Tue, 03 Feb 2009
Client-side Redundancy
Many network protocols out there have some kind of client-side redundancy built
in the client side:
for example, DNS can ask the second nameserver from
/etc/resolv.conf
,
should the first one be too slow to reply in time. For LDAP, multiple
LDAP servers can be set up in /etc/ldap.conf
. The same
with Kerberos, SMTP, and many others. Nevertheless, I think depending
(solely) on the client-side redundancy in network protocols should be
considered harmful. There are many problems with it:
- The information about server availability is not shared even within
the same computer. Should the first nameserver in
resolv.conf
die, all programs on the same computer will try to contact it first, wait 5 seconds, and then fall back to the second entry inresolv.conf
. This was not a problem 10 years ago, but these days, users are not willing to wait five seconds for every DNS request while you reboot the DNS server for a kernel upgrade. - The problem is much worse when the primary server is "almost" dead.

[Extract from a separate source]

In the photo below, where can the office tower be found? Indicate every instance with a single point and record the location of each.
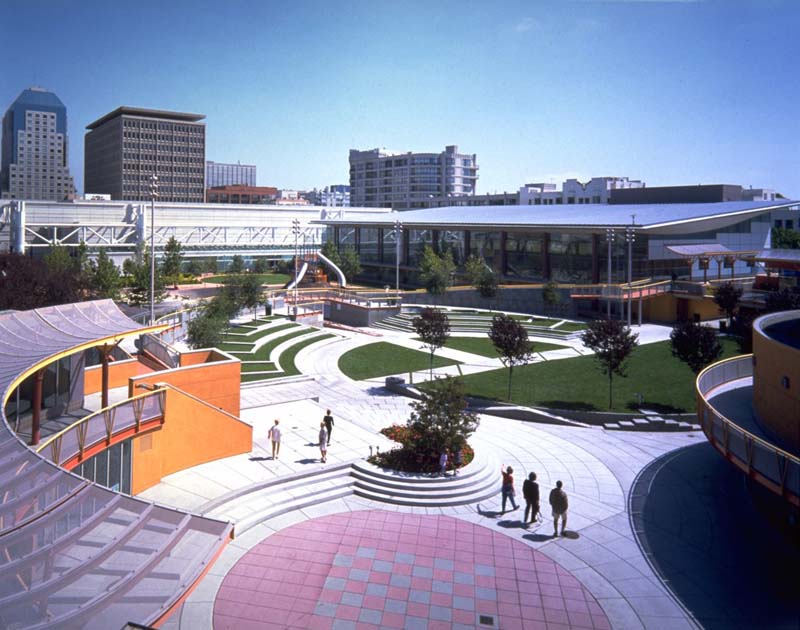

Yesterday our primary LDAP server died in such a strange way
that it still accepted TCP connections, but the userland was dead. So all
nscd(8)
daemons in our network just tried to connect, and when the connection succeeded, did not even attempt to contact the secondary LDAP server. No LDAP replies until the primary server was restarted.
Therefore I think the redundancy for such latency-sensitive services like DNS, Kerberos, or LDAP should be maintained on the server side using things like Heartbeat and a STONITH device. This avoids the "half-dead" server state, and gives the clients a single IP address to talk with. Fortunately, many client-side protocol libraries have a separate server for write access (such as changing the Kerberos password). So the writes can be redirected to a master server, and reads can be done from a set of two, heartbeat-redundant servers.
Which is what we currently do for DNS and DHCP, and I am thinking about doing so for LDAP and Kerberos as well. The client-side redundancy can be an added bonus, but not a primary solution. How do you handle the redundancy of the network services?